Esprit BTK
Post-Approval Study

Esprit BTK Post-Approval Study (PAS)

Abbott is studying a newly approved treatment for severe disease of the leg arteries.

Based on the positive results from the LIFE-BTK clinical trial, the Esprit™ BTK System was approved for commercialization and its real-world performance is being confirmed in the Esprit BTK post-approval study (PAS). Patients receiving the commercial Esprit™ BTK System can participate in the Esprit BTK PAS if they are eligible.

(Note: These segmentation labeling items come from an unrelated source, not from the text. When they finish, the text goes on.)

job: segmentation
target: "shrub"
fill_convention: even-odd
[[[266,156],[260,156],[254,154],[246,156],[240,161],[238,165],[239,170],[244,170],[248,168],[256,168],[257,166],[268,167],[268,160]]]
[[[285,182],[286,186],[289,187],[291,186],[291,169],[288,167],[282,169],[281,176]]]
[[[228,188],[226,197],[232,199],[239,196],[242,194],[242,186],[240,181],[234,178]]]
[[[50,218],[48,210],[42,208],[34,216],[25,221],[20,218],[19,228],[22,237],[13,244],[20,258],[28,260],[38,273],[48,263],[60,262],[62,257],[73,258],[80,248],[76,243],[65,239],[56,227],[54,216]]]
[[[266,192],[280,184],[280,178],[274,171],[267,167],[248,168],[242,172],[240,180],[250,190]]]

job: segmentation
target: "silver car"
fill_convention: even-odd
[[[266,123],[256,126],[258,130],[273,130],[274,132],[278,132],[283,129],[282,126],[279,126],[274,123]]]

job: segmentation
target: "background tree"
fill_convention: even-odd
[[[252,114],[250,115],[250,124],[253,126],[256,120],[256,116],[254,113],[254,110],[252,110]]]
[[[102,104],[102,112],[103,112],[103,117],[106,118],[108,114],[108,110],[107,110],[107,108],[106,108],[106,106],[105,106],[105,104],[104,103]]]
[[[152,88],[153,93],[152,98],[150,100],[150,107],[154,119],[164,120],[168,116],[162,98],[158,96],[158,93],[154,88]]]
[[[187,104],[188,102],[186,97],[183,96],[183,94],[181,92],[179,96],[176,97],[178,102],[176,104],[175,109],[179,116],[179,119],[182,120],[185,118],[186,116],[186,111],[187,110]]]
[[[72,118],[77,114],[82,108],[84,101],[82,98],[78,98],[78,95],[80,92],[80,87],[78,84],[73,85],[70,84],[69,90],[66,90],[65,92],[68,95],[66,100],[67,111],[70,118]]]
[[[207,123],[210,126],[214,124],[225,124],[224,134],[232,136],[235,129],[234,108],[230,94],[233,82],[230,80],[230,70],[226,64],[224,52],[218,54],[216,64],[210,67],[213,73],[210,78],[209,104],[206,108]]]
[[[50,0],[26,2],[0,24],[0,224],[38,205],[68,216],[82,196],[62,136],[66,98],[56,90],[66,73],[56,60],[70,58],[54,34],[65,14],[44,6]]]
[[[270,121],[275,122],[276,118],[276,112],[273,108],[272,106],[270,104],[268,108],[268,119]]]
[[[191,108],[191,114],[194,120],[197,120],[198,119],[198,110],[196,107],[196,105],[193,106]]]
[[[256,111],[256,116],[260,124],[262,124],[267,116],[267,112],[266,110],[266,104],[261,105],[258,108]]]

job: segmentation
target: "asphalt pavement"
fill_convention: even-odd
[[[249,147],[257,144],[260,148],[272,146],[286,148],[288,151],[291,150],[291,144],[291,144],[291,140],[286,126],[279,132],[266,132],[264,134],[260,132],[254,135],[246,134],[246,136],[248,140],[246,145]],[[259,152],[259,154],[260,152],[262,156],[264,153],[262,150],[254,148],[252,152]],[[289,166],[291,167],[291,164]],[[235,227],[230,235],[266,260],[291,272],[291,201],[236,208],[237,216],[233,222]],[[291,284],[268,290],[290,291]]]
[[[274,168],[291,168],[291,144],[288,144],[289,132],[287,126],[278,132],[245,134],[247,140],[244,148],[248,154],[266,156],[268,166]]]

If you have been diagnosed with CLTI and blocked arteries below the knee, and your doctor thinks you may benefit from treatment with Esprit™ BTK, you may be eligible to participate in the Esprit BTK post-approval study. Before you are enrolled, you will be screened to make sure you are a good candidate for treatment with the Esprit™ BTK System and for participation in the trial. The screening may include: 1) review of your medical history with a study representative; 2) laboratory tests; 3) assessment of wound(s) on your leg and/or feet (if applicable); 4) an angiogram (type of X-ray) to diagnose where the blockage is in your vessel.

If you qualify for the study, you will be treated with the Esprit™ BTK System and registered in the study. You will have 5 or 6 study visits over the course of 3 years after your procedure (30 days, 90 days (only if you presented with a wound at the time of your procedure), 180 days, 1 year, 2 years and 3 years).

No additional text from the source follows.